Azevêdo proved to have the disposition and willpower, or perhaps just the fresh face, to broker a deal between the WTO’s 159 disparate members. In Bali, on December 7, the WTO agreed to lower trade barriers by making it easier to transport goods around the world and lessen customs’ red tape. Estimated to add $1 trillion in trade to the global economy, the deal led Azevêdo to declare: “We have put the ‘world’ back into the World Trade Organization.”
It also opened the door to the possibility that the WTO can finally accomplish its barely alive Doha Round, launched in 2001. However, skeptics say the Bali agreement is just another step in killing off Doha for good.
While in the global trade world, the Bali agreement is rightly seen as a victory for Azevêdo and the WTO, it has a handful of lingering issues.

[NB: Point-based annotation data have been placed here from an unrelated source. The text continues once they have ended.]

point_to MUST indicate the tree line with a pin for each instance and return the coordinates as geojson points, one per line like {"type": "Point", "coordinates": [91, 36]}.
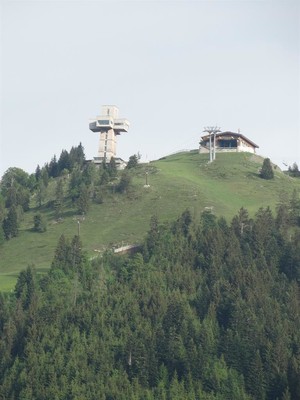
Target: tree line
{"type": "Point", "coordinates": [208, 309]}
{"type": "Point", "coordinates": [69, 181]}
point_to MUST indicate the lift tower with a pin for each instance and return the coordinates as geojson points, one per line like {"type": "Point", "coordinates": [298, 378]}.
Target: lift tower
{"type": "Point", "coordinates": [109, 126]}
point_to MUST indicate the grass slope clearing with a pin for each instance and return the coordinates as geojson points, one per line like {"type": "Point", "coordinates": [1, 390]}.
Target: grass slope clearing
{"type": "Point", "coordinates": [177, 182]}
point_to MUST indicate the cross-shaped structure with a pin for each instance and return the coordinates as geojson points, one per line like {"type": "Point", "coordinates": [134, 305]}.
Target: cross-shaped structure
{"type": "Point", "coordinates": [109, 126]}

First of all, the deal still needs to be ratified by two-thirds of member states, a process that is likely to take several years.
Second, while the Bali reforms are more beneficial for developing economies than earlier WTO proposals, there are big issues that have been left out of the agreement. Among those that are particularly contentious for developing nations: agricultural and non-agricultural market access; the highly distortionary agricultural support policies (aka subsidies) of the E.U. and U.S.; technology transfers; and aid-for-trade.

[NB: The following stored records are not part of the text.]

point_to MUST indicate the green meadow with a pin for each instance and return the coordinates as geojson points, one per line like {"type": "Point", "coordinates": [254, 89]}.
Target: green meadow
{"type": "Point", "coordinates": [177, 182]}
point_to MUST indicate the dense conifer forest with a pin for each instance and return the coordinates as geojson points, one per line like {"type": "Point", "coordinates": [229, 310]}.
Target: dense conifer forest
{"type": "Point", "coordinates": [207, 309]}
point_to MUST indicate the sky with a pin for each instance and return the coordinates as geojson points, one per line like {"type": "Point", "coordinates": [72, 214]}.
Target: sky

Third, as the WTO seeks to reinforce its centrality in the world’s trading system, the current trade tides are carrying countries towards regional and bilateral agreements, which are seen as easier to make beneficial for their economies.
Azevêdo is left stuck between a rock and a hard place. Especially threatening are the efforts of the largest economy in the world, the U.S. to strike two huge regional trade treaties: the 12-nation Trans-Pacific Partnership (TPP), which could be finished in the first months of 2014, and the Transatlantic Trade and Investment Partnership (TTIP) which would bring together the European Union and the U.S. in a free trade agreement.
A global trade deal was a daunting task but one that Azevêdo envisioned in the leading up to his appointment at the head of the Geneva-based WTO. As an insider — he had been Brazil’s ambassador to the WTO since 2008 — Azevêdo campaigned on the promise of continuity within the organization and of being more inclusive to developing countries. In a tight race he beat his regional colleague Herminio Blanco to succeed Pascal Lamy, who had held the position the organization since 2005.
While global trade brings growth and employment worldwide, Azevêdo sees success in pursuing modest achievable deals rather than grand global agreements. Bali, for one, was just that and a platform from which to build others, and perhaps even draw a conclusion of the Doha Round. If nothing else, Azevêdo has made the WTO — and himself — a player in the global economy again.